Nie podawajcie tego kodu!
Czujność powinien wzbudzić nie tylko fakt, że macie jakiś zwrot podatku, choć żaden PIT jeszcze nie ma prawa być rozliczony przez prawdziwy Urząd Skarbowy.
Podejrzliwość powinna przede wszystkim wzbudzić prośbą o dane karty jak jej numer, oraz numer CVC/CVV na odwrocie karty. Po pierwsze, skarbówka nie zwraca pieniędzy na kartę, ale na numer konta. Po drugie, numer CVC/CVV służy do płatności w internecie, a nie do przyjmowania pieniędzy.

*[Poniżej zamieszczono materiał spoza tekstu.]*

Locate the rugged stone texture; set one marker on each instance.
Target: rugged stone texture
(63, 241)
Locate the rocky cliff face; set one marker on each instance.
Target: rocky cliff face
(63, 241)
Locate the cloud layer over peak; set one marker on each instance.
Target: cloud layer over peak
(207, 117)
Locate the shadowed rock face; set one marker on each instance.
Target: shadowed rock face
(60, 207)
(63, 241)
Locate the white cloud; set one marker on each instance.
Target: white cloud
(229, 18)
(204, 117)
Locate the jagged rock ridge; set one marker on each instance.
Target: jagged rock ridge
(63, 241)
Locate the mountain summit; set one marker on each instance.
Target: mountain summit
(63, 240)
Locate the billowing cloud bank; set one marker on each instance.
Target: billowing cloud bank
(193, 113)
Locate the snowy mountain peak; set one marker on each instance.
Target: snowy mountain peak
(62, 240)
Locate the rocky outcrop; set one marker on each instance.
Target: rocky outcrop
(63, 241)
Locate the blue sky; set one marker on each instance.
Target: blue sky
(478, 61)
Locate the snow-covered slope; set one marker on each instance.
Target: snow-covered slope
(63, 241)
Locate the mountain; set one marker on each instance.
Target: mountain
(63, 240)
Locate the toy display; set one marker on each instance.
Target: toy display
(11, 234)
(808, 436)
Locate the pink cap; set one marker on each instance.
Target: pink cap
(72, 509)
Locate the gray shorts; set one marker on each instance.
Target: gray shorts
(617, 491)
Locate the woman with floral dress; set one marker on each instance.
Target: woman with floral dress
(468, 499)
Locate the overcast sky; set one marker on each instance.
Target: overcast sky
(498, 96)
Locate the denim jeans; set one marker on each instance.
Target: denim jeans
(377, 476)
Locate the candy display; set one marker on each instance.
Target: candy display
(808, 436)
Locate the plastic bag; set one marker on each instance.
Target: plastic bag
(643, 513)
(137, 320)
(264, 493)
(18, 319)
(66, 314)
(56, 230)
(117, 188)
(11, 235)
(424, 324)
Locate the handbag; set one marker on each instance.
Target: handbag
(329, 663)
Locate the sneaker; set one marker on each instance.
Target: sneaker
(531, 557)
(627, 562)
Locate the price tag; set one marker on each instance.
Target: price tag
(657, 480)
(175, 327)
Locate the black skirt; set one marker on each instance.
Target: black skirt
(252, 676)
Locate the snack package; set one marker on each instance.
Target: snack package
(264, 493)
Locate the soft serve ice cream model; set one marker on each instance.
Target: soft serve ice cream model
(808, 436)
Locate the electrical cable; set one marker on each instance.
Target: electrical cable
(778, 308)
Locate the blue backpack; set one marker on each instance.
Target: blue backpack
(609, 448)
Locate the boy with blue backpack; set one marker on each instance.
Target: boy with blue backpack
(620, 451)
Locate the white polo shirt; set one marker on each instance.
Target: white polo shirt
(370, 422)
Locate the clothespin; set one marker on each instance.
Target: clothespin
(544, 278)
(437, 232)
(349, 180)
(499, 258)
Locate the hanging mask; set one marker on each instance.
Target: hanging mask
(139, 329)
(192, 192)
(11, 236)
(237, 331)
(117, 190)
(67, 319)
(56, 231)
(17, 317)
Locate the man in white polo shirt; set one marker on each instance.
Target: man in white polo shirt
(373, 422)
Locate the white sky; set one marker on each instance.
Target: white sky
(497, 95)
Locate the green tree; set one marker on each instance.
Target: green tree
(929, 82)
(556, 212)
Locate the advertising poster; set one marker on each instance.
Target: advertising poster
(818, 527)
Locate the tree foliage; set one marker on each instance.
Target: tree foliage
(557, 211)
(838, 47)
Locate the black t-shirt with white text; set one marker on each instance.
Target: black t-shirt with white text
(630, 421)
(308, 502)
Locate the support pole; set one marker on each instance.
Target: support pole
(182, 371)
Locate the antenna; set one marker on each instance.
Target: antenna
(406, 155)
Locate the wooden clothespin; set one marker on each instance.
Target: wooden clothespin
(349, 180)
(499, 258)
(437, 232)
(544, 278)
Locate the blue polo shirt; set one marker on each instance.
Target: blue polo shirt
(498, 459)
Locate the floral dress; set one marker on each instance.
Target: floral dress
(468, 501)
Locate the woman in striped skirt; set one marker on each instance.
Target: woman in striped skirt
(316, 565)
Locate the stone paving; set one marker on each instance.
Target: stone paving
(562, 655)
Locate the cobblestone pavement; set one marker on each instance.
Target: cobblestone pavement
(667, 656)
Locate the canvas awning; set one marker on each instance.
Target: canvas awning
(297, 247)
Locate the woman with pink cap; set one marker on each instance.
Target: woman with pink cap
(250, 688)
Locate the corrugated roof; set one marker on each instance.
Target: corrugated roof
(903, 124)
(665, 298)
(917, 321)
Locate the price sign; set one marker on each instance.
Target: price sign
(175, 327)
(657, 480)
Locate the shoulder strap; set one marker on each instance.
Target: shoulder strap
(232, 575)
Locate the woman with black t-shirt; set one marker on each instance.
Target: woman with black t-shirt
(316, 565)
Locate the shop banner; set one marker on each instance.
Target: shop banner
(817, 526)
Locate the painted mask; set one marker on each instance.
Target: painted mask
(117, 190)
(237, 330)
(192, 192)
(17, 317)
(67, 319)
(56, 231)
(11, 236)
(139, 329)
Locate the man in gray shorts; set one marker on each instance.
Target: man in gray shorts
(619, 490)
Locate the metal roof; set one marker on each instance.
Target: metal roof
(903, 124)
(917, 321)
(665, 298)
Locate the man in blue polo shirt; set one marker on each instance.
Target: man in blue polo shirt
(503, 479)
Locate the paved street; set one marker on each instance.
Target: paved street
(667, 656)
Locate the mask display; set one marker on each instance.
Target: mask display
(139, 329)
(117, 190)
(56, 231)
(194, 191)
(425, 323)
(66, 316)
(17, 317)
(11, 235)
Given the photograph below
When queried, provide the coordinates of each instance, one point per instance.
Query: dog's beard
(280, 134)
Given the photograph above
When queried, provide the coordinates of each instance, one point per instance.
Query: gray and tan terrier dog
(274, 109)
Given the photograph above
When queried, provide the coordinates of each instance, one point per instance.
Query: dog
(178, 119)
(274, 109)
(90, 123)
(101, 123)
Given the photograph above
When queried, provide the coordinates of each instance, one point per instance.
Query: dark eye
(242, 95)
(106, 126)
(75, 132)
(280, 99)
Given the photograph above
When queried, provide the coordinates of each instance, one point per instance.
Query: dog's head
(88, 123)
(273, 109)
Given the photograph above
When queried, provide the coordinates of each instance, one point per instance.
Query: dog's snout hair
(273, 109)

Przy okazji, nie podawajcie też nikomu kodów Blik, nie klikajcie z linki przysłane przez obcych, nie skanujcie kodów QR - Urząd Skarbowy nigdy nie będzie używał takich metod.
Prawie połowa Polski wystawia się na strzał
Zresztą na te prośby o Blik czy wysyłkę linków, w które niby powinniśmy kliknąć, uważać należy zawsze, nie tylko kiedy ponoć wysyła je skarbówka. Mieliśmy już falę podszywających się pod Pocztę Polską, kurierów i nie wiadomo, co jeszcze. I ciągle mnóstwo Polaków się na to nabiera.
Z badania „Mobilny Portret Polaka” przeprowadzonego przez Bank Millenium i opublikowanego niedawno z okazji Dnia Bezpiecznego Internetu wynika, że aż co piąty badany padł ofiarą oszustwa w internecie.
To samo badanie pokazało, że 56 proc. respondentów nie klika w linki i nie otwiera załączników w e-mailach lub SMS-ach od nieznanych dostawców, co oznacza, że 44 proc. jednak klika. Mamy jeszcze sporo do zrobienia, jeśli chodzi o zachowanie elementarnych zasad bezpieczeństwa.